Tema constante da parte introdutória da disciplina "Biofísica e
Bioquímica ministrada no curso de Biologia da USJT de 1977-83.

A. CONCEITOS GERAIS

A-1 SISTEMAS DISPERSOS

solu01Imaginemos um sistema de duas ou mais fases, sendo uma contínua e as demais formadas por porções separadas, distribuídas uniformemente no seio da primeira. Tal sistema é chamado dispersão. Um exemplo multifásico do mesmo é o sangue, tendo como fase contínua, ou dispersante, a água plasmática, e como dispersos uma infinidade de elementos cujas unidades morfológicas apresentam dimensões que variam desde o nível de moléculas pequenas até o dos elementos figurados (figura 1). Quando as partículas dispersas têm diâmetros compreendidos entre 10-7 a 10-4 cm, a dispersão é chamada coloidal; quando os diâmetros são maiores do que o limite superior supracitado temos as dispersões grosseiras; e quando os diâmetros são menores que o limite inferior temos as soluções verdadeiras ou, simplesmente, soluções. Do exposto, podemos inferir que o sangue é uma dispersão complexa ou mista.

A classificação das dispersões, quanto ao tamanho das partículas dispersas, não é efetuada de forma arbitrária, mas está intimamente relacionada ao comportamento físico-químico das mesmas. As propriedades ópticas, a cinética das partículas, os fenômenos de superfície, tais como adsorção e/ou formação de camadas elétricas na interface dispersante-disperso, a permeabilidade através de membranas e a velocidade de sedimentação, quando sujeitas a ação de efeitos centrífugos, são exemplos de condições relacionadas ao tamanho das partículas dispersas; e a diversidade de comportamento está nitidamente relacionada aos limites apresentados acima para o diâmetro das mesmas.

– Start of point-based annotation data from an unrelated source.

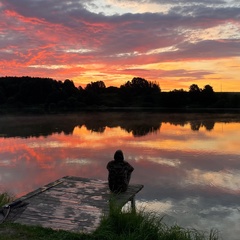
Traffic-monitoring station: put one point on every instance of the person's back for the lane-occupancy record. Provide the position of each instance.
(119, 173)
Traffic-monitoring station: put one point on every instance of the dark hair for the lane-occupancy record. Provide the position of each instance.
(118, 156)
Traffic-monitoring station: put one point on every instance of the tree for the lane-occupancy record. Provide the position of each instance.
(194, 89)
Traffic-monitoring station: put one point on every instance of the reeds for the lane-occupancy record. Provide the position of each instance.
(141, 225)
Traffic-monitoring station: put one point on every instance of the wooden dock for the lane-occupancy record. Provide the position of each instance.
(70, 203)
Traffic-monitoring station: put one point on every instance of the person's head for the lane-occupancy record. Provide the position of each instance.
(118, 156)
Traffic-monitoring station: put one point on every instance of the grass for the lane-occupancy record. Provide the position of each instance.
(117, 225)
(5, 198)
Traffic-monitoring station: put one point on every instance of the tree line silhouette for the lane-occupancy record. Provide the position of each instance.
(53, 95)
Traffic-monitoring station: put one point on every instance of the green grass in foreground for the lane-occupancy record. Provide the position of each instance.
(117, 226)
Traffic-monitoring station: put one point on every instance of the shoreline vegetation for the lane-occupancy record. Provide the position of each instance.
(118, 225)
(45, 95)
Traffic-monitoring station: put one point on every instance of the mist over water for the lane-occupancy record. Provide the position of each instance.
(189, 164)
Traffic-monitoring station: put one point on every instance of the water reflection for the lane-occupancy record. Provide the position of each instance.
(190, 174)
(135, 123)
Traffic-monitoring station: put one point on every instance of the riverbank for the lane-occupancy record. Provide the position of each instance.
(117, 226)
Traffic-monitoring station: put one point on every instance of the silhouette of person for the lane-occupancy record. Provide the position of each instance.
(119, 173)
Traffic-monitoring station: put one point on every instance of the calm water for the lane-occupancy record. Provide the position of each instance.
(189, 164)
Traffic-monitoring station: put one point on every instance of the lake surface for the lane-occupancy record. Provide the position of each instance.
(189, 164)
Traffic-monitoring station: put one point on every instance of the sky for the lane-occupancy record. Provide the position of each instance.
(174, 43)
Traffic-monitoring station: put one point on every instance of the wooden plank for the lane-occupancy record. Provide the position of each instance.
(72, 203)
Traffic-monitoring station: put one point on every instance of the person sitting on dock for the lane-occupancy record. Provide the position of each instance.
(119, 173)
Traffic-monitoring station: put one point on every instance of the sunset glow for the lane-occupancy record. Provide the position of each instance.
(175, 43)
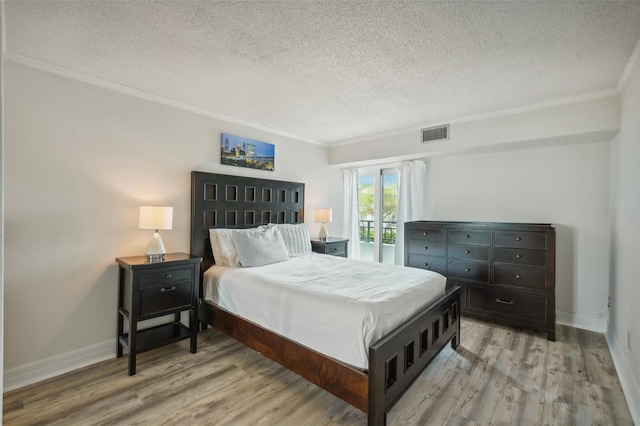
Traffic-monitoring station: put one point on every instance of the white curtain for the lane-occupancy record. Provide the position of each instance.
(351, 222)
(411, 200)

O critério utilizado para caracterizar uma solução, conquanto correto do ponto de vista prático (partículas com diâmetros inferiores a 10-7 cm), não é isento de críticas, as quais residem no conceito de fase. "Fase é uma região de um sistema de composição química uniforme e propriedades físicas uniformes." Para individualizarmos uma tal região surge intrinsecamente em nossa mente a noção de superfície de contato ou fronteira entre duas fases. Num sistema em que todos os componentes têm dimensões moleculares pequenas torna-se difícil definir o que seja fronteira entre os componentes ou, até mesmo, definir qual seja o elemento dispersante. O conceito de fase contínua perde a sua razão de ser quando ao reduzirmos o nosso campo de observação, através da ampliação do objeto de estudo, nos deparamos com um imenso vazio de matéria, o único elemento realmente contínuo para um estudo destas proporções. Consequentemente, uma solução verdadeira não é verdadeiramente uma dispersão. Trata-se, na realidade, de uma "mistura unifásica ou homogênea de espécies químicas dispersas em uma escala molecular"; não existe dispersante e sim apenas dispersos. Os sistemas coloidais já se aproximam bastante de uma dispersão verdadeira, constituindo o que se chama mistura micro-heterogênea. Está claro que a distinção entre solução verdadeira e dispersão coloidal não é nítida, havendo sistemas de partículas dispersas com dimensões limítrofes (da ordem de 10-7 cm) e, portanto, de difícil caracterização. [Para uma abordagem crítica um pouco diversa daquela apresentada neste parágrafo, vide Homogeneidade e Incerteza].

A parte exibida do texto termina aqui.